We’re already seeing commercial organizations move toward what is effectively continuous “market sensing”, where real-time signals from healthcare ecosystems help shape decision-making on an ongoing basis. The result is a much more fluid understanding of demand and opportunity, particularly in markets where customer needs, reimbursement pressures, and competitive dynamics can shift quickly.
AI reshapes value demonstration and pricing
AI is also changing how MedTech companies define, measure, and communicate value. Health economics and outcomes research can now draw on far richer real-world datasets, allowing organizations to model clinical and financial impact with far greater precision than traditional approaches allowed. That becomes increasingly important as healthcare systems place more pressure on manufacturers to demonstrate measurable value beyond product performance alone.

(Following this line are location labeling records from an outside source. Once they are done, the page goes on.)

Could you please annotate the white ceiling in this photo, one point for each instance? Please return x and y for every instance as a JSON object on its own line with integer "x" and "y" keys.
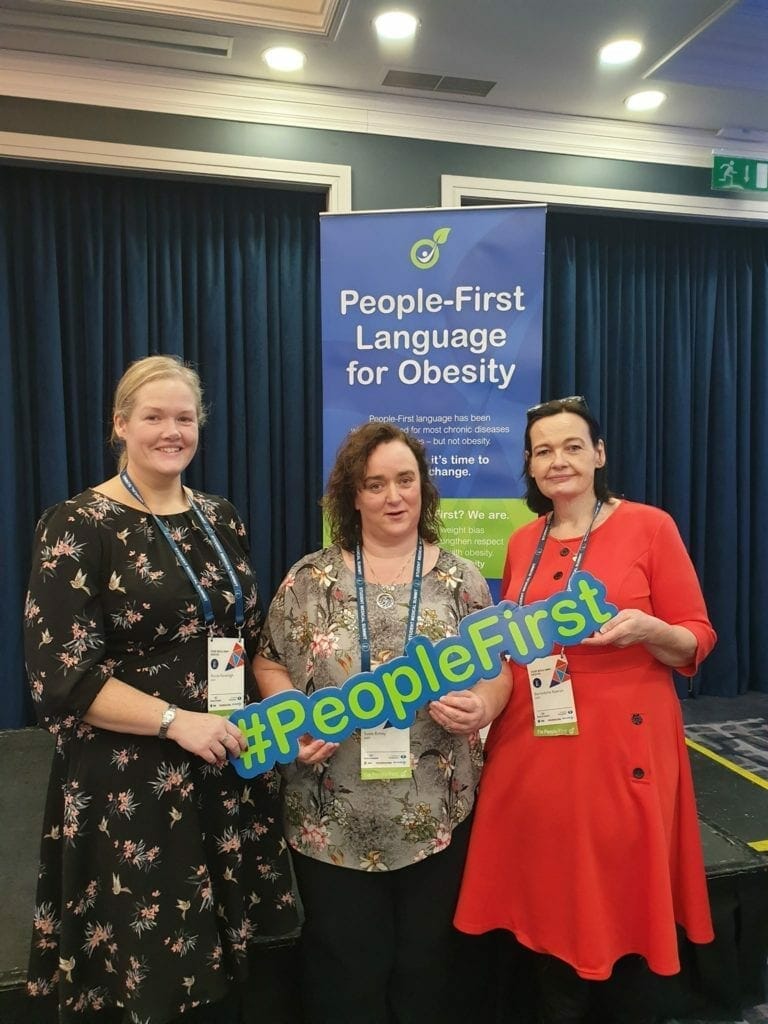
{"x": 711, "y": 57}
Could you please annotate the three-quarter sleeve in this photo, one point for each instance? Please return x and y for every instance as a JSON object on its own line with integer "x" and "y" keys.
{"x": 65, "y": 642}
{"x": 676, "y": 593}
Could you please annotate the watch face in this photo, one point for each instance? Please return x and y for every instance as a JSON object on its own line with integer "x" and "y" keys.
{"x": 168, "y": 716}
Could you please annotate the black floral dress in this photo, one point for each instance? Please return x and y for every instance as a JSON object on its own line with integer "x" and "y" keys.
{"x": 160, "y": 873}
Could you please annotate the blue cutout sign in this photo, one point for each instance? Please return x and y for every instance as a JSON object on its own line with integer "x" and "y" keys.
{"x": 395, "y": 690}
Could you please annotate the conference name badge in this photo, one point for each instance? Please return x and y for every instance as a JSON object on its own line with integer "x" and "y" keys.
{"x": 552, "y": 696}
{"x": 385, "y": 753}
{"x": 226, "y": 675}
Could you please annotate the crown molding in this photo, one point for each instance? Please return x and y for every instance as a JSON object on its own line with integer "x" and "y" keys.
{"x": 455, "y": 188}
{"x": 224, "y": 97}
{"x": 334, "y": 179}
{"x": 301, "y": 15}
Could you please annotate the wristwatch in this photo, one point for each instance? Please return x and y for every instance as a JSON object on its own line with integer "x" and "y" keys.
{"x": 165, "y": 723}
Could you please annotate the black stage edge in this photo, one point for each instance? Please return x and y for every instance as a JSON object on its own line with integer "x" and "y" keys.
{"x": 728, "y": 748}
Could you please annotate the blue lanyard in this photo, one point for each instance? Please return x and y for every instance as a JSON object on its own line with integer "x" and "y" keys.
{"x": 413, "y": 611}
{"x": 540, "y": 551}
{"x": 205, "y": 600}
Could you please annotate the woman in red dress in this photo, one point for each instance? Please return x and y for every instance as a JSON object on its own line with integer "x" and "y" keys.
{"x": 586, "y": 842}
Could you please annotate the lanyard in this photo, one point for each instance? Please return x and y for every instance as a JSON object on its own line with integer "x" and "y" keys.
{"x": 413, "y": 610}
{"x": 205, "y": 600}
{"x": 540, "y": 551}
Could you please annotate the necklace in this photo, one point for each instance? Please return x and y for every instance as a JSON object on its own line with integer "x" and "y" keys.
{"x": 385, "y": 599}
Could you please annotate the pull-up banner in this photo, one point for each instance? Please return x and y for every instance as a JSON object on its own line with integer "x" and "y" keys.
{"x": 432, "y": 321}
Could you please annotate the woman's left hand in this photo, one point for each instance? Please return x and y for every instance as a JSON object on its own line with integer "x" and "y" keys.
{"x": 628, "y": 627}
{"x": 461, "y": 712}
{"x": 672, "y": 645}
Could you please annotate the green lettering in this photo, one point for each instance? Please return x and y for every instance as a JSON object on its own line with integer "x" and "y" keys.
{"x": 397, "y": 697}
{"x": 531, "y": 620}
{"x": 285, "y": 718}
{"x": 563, "y": 611}
{"x": 588, "y": 594}
{"x": 451, "y": 659}
{"x": 329, "y": 715}
{"x": 354, "y": 692}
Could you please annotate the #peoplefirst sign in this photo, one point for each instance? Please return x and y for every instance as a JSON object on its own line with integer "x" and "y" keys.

Payers are demanding clearer evidence around outcomes, pricing pressures continue to intensify, and reimbursement models are becoming more closely tied to real-world effectiveness rather than static assumptions made during launch, and AI gives commercial teams the ability to respond to those pressures more dynamically, refining pricing strategies, strengthening value narratives, and adapting positioning as market conditions evolve.
Commercial success is becoming increasingly tied to how effectively organizations can interpret and act on continuously changing market signals, patient outcomes, and economic realities. Companies that continue relying on static segmentation models and historical assumptions will find it much harder to respond to shifting expectations across modern healthcare ecosystems.